Per le democrazie fragili, l’approccio “aspetta e vedi” che abbiamo visto in passato con il GDPR probabilmente continuerà con la regolamentazione dell’IA.
Possiamo solo aspettarci che le politiche seguano l’esempio basandosi sulle decisioni di organizzazioni più grandi come l’OCSE e l’UE, tenendo conto solo di alcune esigenze locali ma in gran parte “taglia e incolla”. Dobbiamo aiutare.
Innovare la politica
La tecnologia può apportare benefici a tutti i cittadini attraverso la trasparenza, la responsabilità e la partecipazione democratica. La voglia di innovazione non è affatto negativa.
Infatti, per lo spazio informativo globale, l’innovazione è fondamentale per dare priorità all’accesso a informazioni affidabili.
Tuttavia, le questioni che affrontiamo sono complesse e derivano in gran parte dalla mancanza di una regolamentazione consolidata e inclusiva a livello globale. Una regolamentazione equa può essere semplice come coinvolgere la partecipazione di gruppi della società civile, cittadini, difensori dei diritti umani e funzionari eletti nel condurre le discussioni che modellano i nostri regimi normativi.

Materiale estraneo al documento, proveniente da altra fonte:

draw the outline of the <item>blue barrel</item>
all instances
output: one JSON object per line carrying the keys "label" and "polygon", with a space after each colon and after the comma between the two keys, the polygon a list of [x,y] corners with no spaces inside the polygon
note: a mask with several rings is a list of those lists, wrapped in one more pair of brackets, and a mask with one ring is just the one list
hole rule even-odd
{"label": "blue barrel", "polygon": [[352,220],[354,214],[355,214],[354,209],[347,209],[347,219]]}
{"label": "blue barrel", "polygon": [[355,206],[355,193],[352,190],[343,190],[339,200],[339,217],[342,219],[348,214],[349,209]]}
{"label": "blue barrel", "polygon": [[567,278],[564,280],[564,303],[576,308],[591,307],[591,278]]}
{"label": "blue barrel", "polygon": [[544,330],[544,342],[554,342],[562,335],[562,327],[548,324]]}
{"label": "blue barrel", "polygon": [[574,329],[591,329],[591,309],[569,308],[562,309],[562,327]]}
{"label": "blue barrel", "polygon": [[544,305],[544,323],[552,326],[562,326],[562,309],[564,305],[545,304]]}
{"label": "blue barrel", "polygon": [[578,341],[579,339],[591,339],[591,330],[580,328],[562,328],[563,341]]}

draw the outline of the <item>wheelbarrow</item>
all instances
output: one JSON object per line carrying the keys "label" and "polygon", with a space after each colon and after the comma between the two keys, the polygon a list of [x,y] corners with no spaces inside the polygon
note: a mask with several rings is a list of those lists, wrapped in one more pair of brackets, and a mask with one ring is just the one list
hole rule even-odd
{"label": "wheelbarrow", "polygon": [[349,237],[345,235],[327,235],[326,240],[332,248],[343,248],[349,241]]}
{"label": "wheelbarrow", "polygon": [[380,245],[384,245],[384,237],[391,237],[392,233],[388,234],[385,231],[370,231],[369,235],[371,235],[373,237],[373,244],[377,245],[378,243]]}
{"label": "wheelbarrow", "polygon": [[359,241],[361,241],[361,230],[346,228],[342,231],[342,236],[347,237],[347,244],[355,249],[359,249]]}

Con la sua rete di organizzazioni della società civile e collegamenti diretti con 52 paesi attraverso il Partenariato sull’informazione e la democrazia, il Forum sull’informazione e la democrazia continua a svolgere un ruolo fondamentale in questa direzione.
I governi e le aziende tecnologiche non dovrebbero temere la regolamentazione poiché non è necessario che essa vada a scapito dell’innovazione.
In effetti, qualsiasi processo di sviluppo politico fondato su questo principio è in definitiva quello che può avere più successo.
Il risultato è una tecnologia al servizio delle nostre società e che sostiene la prosperità, la pace e la democrazia.
Michael Bąk è direttore esecutivo del Forum sull’informazione e la democrazia.